Der Bürgermeister hofft zumindest, dass die Hoteliers und Privatvermieter ihre zusätzlichen Einnahmen in Sanierungen oder Ausbaumaßnahmen investieren oder zumindest die Preise senken, damit mehr Gäste kommen. Wenn die Übernachtungsbetriebe keines von beidem tun, verliert Malente noch mehr Geld.

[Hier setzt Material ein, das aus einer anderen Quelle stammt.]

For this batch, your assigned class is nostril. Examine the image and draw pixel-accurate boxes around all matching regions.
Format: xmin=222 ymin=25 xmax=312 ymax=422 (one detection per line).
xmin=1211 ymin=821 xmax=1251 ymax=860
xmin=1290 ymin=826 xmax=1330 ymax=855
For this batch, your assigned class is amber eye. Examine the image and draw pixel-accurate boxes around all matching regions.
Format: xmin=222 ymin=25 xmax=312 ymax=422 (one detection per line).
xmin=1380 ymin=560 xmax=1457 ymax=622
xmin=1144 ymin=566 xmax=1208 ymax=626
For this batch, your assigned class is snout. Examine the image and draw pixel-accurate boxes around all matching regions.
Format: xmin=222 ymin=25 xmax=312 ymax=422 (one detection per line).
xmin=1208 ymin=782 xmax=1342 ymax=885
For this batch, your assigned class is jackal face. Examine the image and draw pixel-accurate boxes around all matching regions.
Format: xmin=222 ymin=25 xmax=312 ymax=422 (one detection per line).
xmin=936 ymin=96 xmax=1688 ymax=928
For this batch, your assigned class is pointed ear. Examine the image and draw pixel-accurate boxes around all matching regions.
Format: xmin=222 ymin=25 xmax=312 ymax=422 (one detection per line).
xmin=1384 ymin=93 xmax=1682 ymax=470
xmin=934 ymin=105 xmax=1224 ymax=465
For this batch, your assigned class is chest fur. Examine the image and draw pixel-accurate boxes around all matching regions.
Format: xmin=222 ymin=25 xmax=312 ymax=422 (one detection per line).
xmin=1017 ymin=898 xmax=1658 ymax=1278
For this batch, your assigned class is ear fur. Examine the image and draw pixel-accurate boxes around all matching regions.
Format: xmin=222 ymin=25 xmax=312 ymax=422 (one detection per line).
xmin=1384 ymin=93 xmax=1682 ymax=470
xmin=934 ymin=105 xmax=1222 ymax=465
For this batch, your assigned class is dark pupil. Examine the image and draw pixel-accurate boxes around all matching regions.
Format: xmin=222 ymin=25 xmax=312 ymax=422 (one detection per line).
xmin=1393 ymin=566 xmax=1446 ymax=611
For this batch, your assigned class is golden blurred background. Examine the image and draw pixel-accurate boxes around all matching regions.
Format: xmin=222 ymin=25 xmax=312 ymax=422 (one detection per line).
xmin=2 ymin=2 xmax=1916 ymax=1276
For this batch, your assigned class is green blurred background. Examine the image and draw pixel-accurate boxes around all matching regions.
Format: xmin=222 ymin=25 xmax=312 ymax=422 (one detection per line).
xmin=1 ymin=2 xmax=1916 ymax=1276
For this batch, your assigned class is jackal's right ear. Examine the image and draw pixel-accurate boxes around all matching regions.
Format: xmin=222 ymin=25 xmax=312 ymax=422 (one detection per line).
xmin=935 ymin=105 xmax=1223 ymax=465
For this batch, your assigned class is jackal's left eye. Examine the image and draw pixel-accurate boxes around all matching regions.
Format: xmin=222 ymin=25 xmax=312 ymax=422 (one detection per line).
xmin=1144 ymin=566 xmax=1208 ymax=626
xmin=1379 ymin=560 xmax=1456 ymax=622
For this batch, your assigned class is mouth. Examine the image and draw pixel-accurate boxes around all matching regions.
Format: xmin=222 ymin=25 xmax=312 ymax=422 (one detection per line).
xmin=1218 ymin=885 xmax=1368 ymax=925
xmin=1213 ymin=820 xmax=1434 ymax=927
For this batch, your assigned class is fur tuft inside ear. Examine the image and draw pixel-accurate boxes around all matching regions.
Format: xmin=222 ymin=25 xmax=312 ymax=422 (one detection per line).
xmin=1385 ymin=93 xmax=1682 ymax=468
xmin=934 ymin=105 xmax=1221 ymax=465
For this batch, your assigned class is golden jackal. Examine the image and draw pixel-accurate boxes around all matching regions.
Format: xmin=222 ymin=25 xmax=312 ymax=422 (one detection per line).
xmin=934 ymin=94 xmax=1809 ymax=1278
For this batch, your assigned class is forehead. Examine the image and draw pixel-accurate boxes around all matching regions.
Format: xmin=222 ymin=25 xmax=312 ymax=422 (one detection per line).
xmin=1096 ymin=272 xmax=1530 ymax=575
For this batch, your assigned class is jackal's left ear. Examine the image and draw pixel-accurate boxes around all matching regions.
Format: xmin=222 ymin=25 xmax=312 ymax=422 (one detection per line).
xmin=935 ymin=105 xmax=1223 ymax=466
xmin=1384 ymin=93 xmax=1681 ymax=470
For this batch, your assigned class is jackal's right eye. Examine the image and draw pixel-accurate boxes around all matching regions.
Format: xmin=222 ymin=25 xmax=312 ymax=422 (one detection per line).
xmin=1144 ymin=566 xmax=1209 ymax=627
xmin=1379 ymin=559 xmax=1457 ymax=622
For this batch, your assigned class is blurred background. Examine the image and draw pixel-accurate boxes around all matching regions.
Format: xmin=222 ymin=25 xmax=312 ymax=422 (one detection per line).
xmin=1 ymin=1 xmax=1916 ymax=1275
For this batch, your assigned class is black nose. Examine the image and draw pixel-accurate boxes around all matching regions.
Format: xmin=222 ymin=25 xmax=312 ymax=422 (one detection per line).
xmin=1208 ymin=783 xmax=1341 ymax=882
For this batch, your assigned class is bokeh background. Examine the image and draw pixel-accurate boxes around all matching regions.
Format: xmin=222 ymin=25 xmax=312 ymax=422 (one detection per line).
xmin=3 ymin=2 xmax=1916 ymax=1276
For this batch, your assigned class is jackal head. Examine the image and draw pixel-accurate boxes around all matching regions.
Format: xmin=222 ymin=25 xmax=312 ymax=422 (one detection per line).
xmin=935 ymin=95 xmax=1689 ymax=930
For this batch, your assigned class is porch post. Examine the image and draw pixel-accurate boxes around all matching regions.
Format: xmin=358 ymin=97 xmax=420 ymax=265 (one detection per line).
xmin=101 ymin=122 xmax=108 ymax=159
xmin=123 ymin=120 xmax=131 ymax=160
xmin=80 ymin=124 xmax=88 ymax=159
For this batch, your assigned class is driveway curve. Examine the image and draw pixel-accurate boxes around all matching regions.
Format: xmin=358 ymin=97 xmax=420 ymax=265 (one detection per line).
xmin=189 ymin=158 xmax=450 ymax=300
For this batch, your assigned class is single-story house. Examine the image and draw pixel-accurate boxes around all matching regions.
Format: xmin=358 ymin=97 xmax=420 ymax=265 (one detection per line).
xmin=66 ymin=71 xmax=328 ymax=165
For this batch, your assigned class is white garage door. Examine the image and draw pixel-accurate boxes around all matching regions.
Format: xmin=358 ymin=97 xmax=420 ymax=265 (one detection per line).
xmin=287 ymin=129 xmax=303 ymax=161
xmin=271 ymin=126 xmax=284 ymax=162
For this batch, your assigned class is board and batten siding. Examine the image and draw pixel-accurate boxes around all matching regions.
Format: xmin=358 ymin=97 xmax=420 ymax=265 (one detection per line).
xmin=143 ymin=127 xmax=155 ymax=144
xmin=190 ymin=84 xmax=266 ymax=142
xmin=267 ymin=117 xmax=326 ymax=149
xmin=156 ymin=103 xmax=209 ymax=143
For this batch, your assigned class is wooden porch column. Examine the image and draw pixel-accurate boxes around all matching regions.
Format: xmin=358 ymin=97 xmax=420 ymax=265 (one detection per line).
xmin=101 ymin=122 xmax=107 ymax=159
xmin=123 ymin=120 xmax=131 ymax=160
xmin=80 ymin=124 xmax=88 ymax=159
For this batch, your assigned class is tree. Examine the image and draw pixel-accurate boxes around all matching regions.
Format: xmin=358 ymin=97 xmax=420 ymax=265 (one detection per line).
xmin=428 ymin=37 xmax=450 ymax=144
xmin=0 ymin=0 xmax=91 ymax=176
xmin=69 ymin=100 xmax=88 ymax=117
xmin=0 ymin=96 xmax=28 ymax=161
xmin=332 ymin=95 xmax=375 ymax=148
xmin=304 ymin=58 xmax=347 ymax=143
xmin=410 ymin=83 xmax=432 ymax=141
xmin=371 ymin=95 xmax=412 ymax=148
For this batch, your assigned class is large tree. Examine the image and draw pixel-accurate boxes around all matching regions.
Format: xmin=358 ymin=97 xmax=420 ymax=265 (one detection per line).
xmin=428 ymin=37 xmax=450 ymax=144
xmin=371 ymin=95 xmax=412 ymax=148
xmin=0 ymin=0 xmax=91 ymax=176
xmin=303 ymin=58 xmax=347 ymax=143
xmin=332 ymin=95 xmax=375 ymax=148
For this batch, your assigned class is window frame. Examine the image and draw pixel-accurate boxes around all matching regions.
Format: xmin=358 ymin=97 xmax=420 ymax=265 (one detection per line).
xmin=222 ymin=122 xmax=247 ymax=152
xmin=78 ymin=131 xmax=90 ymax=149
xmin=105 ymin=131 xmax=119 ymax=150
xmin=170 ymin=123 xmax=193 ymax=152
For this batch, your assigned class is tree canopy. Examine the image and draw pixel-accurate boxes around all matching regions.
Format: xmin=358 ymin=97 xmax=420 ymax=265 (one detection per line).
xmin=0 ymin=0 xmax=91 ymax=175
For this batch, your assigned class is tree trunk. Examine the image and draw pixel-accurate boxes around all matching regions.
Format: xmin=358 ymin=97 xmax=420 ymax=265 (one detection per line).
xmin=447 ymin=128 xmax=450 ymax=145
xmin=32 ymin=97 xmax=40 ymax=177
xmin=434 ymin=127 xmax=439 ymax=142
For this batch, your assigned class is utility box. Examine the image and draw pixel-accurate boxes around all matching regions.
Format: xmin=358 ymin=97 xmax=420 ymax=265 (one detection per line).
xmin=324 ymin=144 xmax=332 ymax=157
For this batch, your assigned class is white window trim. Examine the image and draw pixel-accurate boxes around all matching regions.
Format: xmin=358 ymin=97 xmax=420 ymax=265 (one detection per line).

Auf der Seepromenade, direkt vor ihrem 45-Betten-Hotel, steht Andrea Bünzen. "Ich werde die Preise nicht senken", sagt sie ohne Umschweife. Bünzens Geschäfte mit dem Drei-Sterne-Haus laufen gut. Bei ihr übernachten sogar ganze Reisegruppen. Für sie gibt es keinen Grund, billiger zu werden. "Aber ich werde die Bäder neu machen", wirft sie ein.

Bürgermeister Koch lächelt die Hotelchefin an. In seinem Kopf scheint es zu rattern: 45 neue Bäder bedeuten Aufträge an die hiesige Wirtschaft und damit höhere Gewerbesteuereinnahmen. So könnte das Wachstumsbeschleunigungsgesetz vielleicht funktionieren. Aber Koch ist Realist. Die Schulden werden erst einmal weiter steigen.

Im Sommer 1994, nach der WM-Pleite in den USA, da klagten einige Nationalspieler, sie hätten sich in der Fußballschule Malente eingesperrt wie in einer Kaserne gefühlt. Genauso kommt sich auch Bürgermeister Koch vor. Eingesperrt von der Bundesregierung. An den "Geist von Malente" will er nicht mehr glauben.